September 15, 2020 at 8:36 PM
Wayne
Oh no! I am sorry about your broken relationship. Maybe this era will indeed help us out of a rut. Kali can be a pitiless goddess, but destruction sometimes is necessary for creation (although maybe not for these poor pictures, sigh)…
September 15, 2020 at 7:52 AM
mom
No one and nothing is perfect! It never can be! We must live with that and always, always look at the best in life and things. And, there is always good in everything if you look for it. You are letting the current state of affairs in our country get to you–DON’T! All we can do is our little part to make our own or someone else’s life better. We can’t fix the world, our country or even ourselves, but we can focus on little things that make us feel better–our flower garden, our pets, having a home and job, even appreciating something at work or a kindness you see on your way to work. Blaming ourselves for not being perfect, or tearing up anything for that matter, never fixes anything. It just makes us sad about what we have done. I never see the defects in your paintings–I think they are lovely and have as many as I can get hold of hanging on our walls. I sew and knit . Planning and creating makes me happy—nothing I make is perfect but I make something and move on. to make a new something, hopefully, more perfect.
September 15, 2020 at 8:40 PM
Wayne
Thanks Mom, that is a good way to look at it. Maybe I should take some more pages from your book and make things that are more useful (or at least give more of my creations away).

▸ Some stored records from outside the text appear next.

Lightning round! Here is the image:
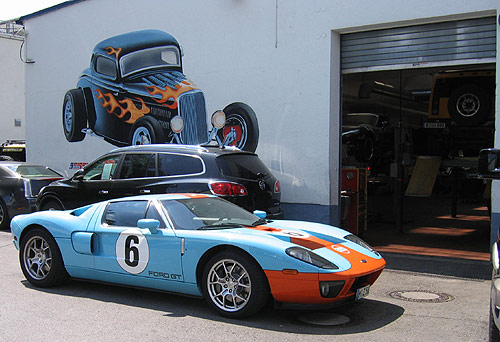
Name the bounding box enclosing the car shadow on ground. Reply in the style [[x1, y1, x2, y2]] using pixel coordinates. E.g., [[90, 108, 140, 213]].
[[21, 280, 404, 335]]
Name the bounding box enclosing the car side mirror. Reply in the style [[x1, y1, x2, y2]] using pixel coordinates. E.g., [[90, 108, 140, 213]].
[[477, 148, 500, 179], [73, 169, 83, 181], [253, 210, 267, 218], [137, 219, 160, 234]]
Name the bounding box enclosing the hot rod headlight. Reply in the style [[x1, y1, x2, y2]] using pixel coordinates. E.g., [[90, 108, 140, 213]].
[[285, 247, 339, 270], [212, 110, 226, 129], [344, 234, 380, 255]]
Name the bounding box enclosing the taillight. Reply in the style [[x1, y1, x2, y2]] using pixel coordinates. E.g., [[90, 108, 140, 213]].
[[274, 181, 281, 194], [209, 182, 248, 196]]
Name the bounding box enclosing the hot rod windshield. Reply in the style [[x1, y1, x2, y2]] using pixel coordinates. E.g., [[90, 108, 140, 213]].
[[120, 46, 181, 77]]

September 15, 2020 at 9:54 AM
Anthony Palmieri
Well done, Wayne…you can’t get your ducks in a row…and you’re the only duck IN the row. There are 250 million Americans out there quacking in the wilderness, looking for a row, a leader, and a way to walk forward again.
What are the odds, Boy? This grand experiment is done. Disaster looms for all. Only the rats and the maggots will have what to eat when the American experiment bubbles over the top of the test tube.
September 15, 2020 at 8:38 PM
Wayne
Oh! The guy out on the street was yelling “duck!” I thought he was saying something else…
September 15, 2020 at 11:08 AM
Anonymous
This is a beautiful essay with which many of us strongly identify–and it’s secured in our minds and memories now. Better we destroy our works than each other or ourselves. I love and support you–keep painting!!!
September 15, 2020 at 8:42 PM
Wayne
Oh there is no escape from visual art (I have tried). But Sumi makes it hard to paint, so I have been doing India ink drawings lately (that way, if she jumps in my lap and gets my materials all over herself it won’t show).
September 20, 2020 at 1:22 PM
kingkang911
Great piece of writing and courage to share your life’s inner and outer demon. A great advice I got when I was young ‘whatever happens, don’t be afraid”. Thanks for sharing.